MaximilianPi commented 3 years ago

Question from a user:

I ran the code in a container as a script processing job on AWS and it worked. I used an EC2 AWS instance with 4 NVIDIA Tensor V100 GPUs. However, I checked the GPU utilization and the job only used about 30% GPU, although the range is 0-400% for 4 GPUs, and it also used only about 10% GPU memory. A lot of available resources were not used by sjSDM. Is there a way to maximise/optimise the GPU usage within sjSDM? Thanks.

Job description: Tuning sjSDM-DNN via CV

Answer: GPU utilisation is limited by the model size and or the dataset (number of species), here is a list of model specifications that affect utilisation but can also have side effects:

Batch size is the only 'neutral' model argument allowing to increase GPU utilisation without changing the model itself.

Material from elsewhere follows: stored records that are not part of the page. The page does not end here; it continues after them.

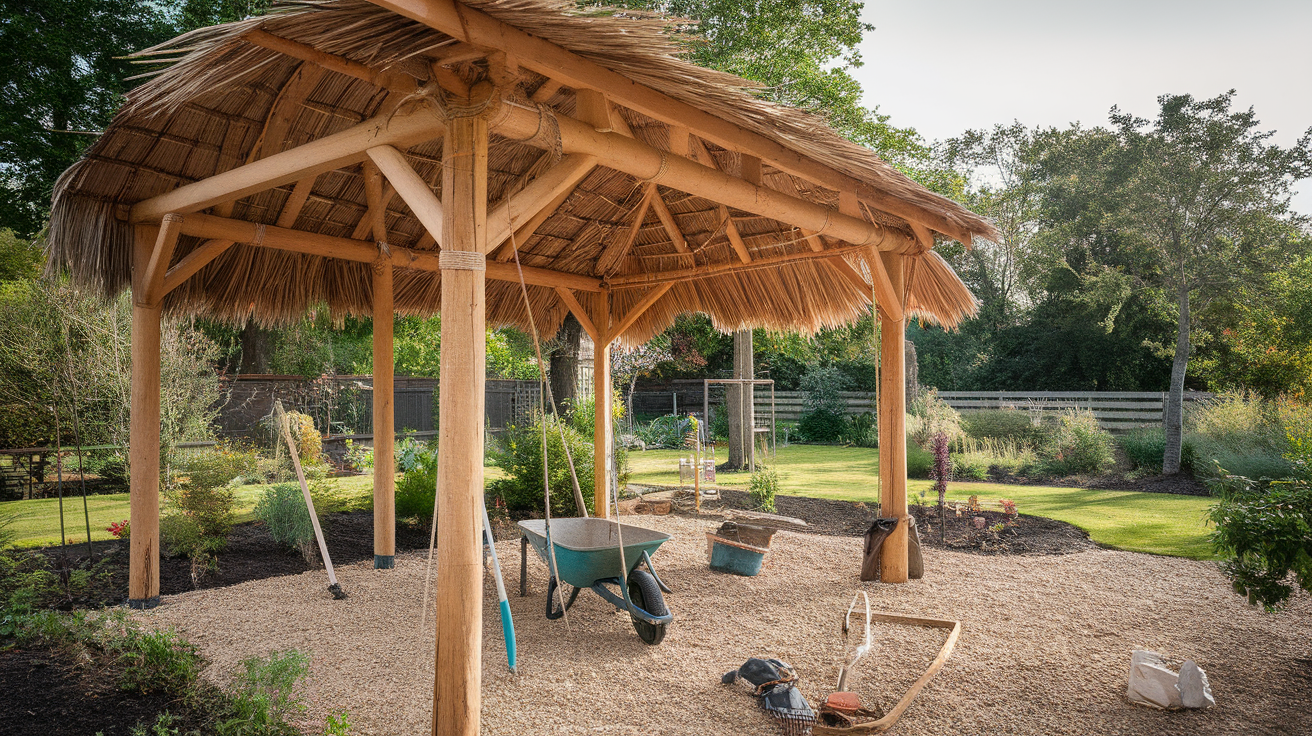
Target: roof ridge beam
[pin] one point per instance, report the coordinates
(654, 165)
(558, 63)
(362, 251)
(335, 151)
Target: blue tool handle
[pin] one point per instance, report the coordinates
(508, 631)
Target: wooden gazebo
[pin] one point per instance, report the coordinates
(392, 158)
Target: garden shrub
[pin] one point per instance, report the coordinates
(266, 698)
(518, 453)
(1146, 448)
(762, 488)
(821, 388)
(999, 424)
(1076, 445)
(920, 462)
(417, 490)
(282, 509)
(928, 415)
(823, 425)
(1241, 433)
(202, 505)
(862, 430)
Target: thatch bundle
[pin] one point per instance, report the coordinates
(223, 101)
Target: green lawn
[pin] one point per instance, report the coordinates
(1144, 522)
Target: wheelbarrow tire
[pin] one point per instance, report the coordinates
(644, 592)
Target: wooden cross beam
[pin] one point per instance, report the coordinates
(478, 28)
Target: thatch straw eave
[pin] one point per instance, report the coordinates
(231, 100)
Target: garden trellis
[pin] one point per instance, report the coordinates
(377, 159)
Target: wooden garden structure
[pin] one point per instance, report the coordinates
(395, 156)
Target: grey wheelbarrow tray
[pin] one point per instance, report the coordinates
(588, 556)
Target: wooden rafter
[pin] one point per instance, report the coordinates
(580, 314)
(667, 219)
(314, 158)
(362, 251)
(735, 236)
(194, 261)
(640, 280)
(528, 209)
(156, 265)
(396, 81)
(618, 249)
(412, 188)
(475, 26)
(295, 202)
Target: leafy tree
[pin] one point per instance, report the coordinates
(1190, 198)
(62, 76)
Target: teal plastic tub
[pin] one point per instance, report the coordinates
(734, 556)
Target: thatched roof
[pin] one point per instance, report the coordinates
(223, 102)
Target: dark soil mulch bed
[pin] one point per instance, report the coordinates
(45, 692)
(251, 555)
(1025, 534)
(1181, 484)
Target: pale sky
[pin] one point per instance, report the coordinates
(946, 66)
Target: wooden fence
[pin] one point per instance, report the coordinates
(1115, 411)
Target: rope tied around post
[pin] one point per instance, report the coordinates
(462, 260)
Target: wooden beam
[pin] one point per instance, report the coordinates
(735, 238)
(887, 294)
(318, 156)
(580, 314)
(667, 219)
(618, 249)
(654, 165)
(152, 282)
(412, 189)
(602, 427)
(706, 270)
(622, 324)
(457, 684)
(528, 209)
(377, 213)
(572, 70)
(295, 202)
(395, 81)
(892, 425)
(592, 108)
(364, 252)
(143, 571)
(192, 263)
(546, 92)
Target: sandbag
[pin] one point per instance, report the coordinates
(875, 535)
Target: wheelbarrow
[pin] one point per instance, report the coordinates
(588, 556)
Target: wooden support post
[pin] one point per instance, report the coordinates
(892, 430)
(143, 576)
(604, 437)
(459, 552)
(385, 421)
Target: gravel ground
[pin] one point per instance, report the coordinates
(1045, 647)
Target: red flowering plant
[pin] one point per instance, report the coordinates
(118, 529)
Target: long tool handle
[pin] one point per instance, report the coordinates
(507, 622)
(305, 490)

However, if you have a job where you have to run multiple sjSDM models (e.g. hyper-parameter tuning) and each model requires only a fraction of the GPU's resources, we can parallelise over the GPU, i.e. we run several sjSDM models simultaneously on one GPU.

Toy example: Tuning learning rate

library(sjSDM)
com = simulate_SDM()
X = com$env_weights
Y = com$response

lr = seq(0.001, 0.5, length.out = 10L)
ll = NULL
for(i in 1:10) {
  m = sjSDM(Y, X, learning_rate = lr[i], device = "gpu")
  ll[i] = logLik(m)
}

n models on 1 GPU

Task: training n sjSDMs Hardware: 1 GPU

We parallelise the loop by replacing it by 'parSapply' (foreach or future could be also used) so that each CPU slave runs one sjSDM model on our GPU. The number of cpu cores should be set to maximise GPU utilisation, e.g. if one model consumes 20% of the GPU's resources (can be checked via nvtop) not more than 4-5 CPU cores should be used (ofc it depends also on the available CPU cores!!!):

cl = parallel::makeCluster(4L)
parallel::clusterExport(cl, list("X", "Y"))
parallel::clusterEvalQ(cl, {library(sjSDM)})

ll = parallel::parSapply(cl, lr, function(l) {
  m = sjSDM(Y, X, learning_rate = l, device = "gpu")
  return(logLik(m))
})
parallel::stopCluster(cl)

n models on j GPUs

Task: training n sjSDMs Hardware: j GPU

With more than one GPU, it would be nice to distribute the job among the available GPUs (which is automatically done by the sjSDM_cv function). GPUs are given a number by the system starting with 0 and we can use these numbers to control/identify the individual GPUs. If you have 3 gpus, the numbers will be 0-3 (so the only requirement is to know the overall number of GPUs).

Let's assume two GPUs and we want to run 5 jobs on each GPU which means that we need 10 CPU slaves. To equally distribute the jobs on the GPUs i) we will assign each CPU slave a GPU using the CPU slave IDs ii) create a simple which-node-which-gpu look-up table, and iii) use the node id and the look-up table to set the device in each iteration:

cl = parallel::makeCluster(10L)
nodes = unlist(parallel::clusterEvalQ(cl, paste(Sys.info()[['nodename']], Sys.getpid(), sep='-')))
# each node will get a gpu
which_gpu = cbind(nodes, 0:1)  

parallel::clusterExport(cl, list("X", "Y", "which_gpu"))
parallel::clusterEvalQ(cl, {library(sjSDM)})

ll = parallel::parSapply(cl, lr, function(l) {
  # How I am:
  myself = paste(Sys.info()[['nodename']], Sys.getpid(), sep='-')

  # get my device:
  device = as.integer(as.numeric(which_gpu[which(which_gpu[,1] %in% myself, arr.ind = TRUE), 2]))

  m = sjSDM(Y, X, learning_rate = l, device = device)
  ll = logLik(m)
  rm(m)
  gc()
  return(ll)
})
parallel::stopCluster(cl)

For large jobs (many iterations) it is better to explicitly clean the environment after each iteration.